19 Tháng Ba, 2016 | Australia News

SYDNEY – Twenty-four people, many of them Chinese
nationals, have been arrested in Australia and charged with illegally importing
drugs, Australia’s anti-money laundering regulator say.

The suspects used Australian-based money transfer
operators to send funds offshore to pay for the drugs.

News of the arrests comes weeks after Reuters revealed
that risks of money laundering and underground fund-transfers were growing in
Australia after its major banks quit the remittance business.

“Many of those involved in the importations were
Chinese nationals, based in Australia,” the Australian Transaction Reports
and Analysis Centre (Austrac) said on its website.

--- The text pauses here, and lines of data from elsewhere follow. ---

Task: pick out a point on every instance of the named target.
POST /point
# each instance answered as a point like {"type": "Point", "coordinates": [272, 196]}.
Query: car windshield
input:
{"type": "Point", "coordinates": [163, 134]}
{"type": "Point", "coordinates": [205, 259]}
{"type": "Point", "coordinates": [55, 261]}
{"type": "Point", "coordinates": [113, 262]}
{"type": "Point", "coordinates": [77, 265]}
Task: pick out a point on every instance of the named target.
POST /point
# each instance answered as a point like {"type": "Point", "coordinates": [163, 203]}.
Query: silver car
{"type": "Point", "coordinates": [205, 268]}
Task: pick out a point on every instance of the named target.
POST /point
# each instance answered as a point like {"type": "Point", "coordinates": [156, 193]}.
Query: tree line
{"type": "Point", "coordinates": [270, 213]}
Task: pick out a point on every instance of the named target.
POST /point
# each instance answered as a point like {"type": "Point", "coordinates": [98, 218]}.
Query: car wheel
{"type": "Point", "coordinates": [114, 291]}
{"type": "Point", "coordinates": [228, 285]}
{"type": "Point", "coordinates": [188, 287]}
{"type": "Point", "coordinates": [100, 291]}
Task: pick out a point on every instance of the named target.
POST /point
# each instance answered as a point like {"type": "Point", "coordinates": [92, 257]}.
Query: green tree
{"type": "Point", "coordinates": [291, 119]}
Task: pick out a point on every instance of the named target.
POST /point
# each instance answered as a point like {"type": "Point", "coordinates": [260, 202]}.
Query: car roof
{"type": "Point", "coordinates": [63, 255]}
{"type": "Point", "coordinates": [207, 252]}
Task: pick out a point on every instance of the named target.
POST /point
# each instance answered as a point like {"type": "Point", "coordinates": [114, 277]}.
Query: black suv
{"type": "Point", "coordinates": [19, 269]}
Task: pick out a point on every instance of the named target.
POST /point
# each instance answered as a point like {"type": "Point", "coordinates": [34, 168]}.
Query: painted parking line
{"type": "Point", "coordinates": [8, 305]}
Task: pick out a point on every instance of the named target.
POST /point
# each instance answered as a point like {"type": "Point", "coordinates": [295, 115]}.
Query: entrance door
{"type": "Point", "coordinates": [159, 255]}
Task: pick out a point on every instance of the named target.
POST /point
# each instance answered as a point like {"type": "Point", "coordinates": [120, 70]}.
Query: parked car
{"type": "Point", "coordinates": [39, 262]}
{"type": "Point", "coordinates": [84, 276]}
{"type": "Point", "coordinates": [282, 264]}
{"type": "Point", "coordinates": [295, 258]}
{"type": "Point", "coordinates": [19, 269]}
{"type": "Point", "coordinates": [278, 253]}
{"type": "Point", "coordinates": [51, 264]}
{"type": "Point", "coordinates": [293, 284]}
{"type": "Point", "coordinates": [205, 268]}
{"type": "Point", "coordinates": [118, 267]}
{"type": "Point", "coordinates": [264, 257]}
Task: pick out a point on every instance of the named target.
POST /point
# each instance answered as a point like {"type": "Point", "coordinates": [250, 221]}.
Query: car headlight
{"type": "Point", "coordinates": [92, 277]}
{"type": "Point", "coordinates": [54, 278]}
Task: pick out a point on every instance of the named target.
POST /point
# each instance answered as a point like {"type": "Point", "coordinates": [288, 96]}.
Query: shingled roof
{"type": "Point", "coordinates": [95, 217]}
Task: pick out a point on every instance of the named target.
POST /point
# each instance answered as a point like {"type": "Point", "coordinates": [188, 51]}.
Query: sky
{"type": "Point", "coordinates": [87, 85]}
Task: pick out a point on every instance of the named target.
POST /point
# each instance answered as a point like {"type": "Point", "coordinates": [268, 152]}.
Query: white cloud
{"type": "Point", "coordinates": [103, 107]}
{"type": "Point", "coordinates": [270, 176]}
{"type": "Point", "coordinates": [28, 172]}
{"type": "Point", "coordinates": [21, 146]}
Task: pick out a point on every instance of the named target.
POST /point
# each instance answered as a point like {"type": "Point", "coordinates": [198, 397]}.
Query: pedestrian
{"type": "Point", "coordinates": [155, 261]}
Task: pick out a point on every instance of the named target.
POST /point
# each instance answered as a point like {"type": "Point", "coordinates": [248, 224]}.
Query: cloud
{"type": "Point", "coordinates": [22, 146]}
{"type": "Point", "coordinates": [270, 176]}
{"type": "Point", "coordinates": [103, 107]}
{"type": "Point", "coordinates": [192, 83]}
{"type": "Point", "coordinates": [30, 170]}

“The Australian-based suspects used mobile phones and
the Internet, liaised with Chinese companies to organise drug
importations.”

It did not say when the arrests were made or identify any
of those arrested or specify what type of drugs were imported.

The suspects transferred funds between $1,000 to $10,000
from Australia, usually via a remittance dealer, to companies in China. These
companies then posted drugs to a variety of names and addresses in Australia,
Austrac said.

The Australia-based suspects sent funds to Chinese
companies or to “seemingly unrelated” Chinese individuals, making it
harder to link the beneficiary in China with the entity that actually sent
drugs, Austrac said.

If packages were intercepted, companies in China re-sent
the drugs using different sender and recipient information to avoid further
detection, it said.

Investigations also uncovered two clandestine drug
laboratories, Austrac said, adding police seized 73 kilograms of drugs, 145
parcels, about $153,000 in cash, counterfeit licences and improvised weapons.

In a separate announcement, Austrac said it cancelled the
registration of an affiliate of the United States money transfer giant Western
Union although it was not clear if it was involved in the crackdown.

The decision by Australia’s major banks to quit the
country’s $35 billion a year remittance business last year is driving
fund-transfers underground and exposing the country as a weak link in the
global fight against money laundering and financial crime, regulators,
operators who handle remittances and police said.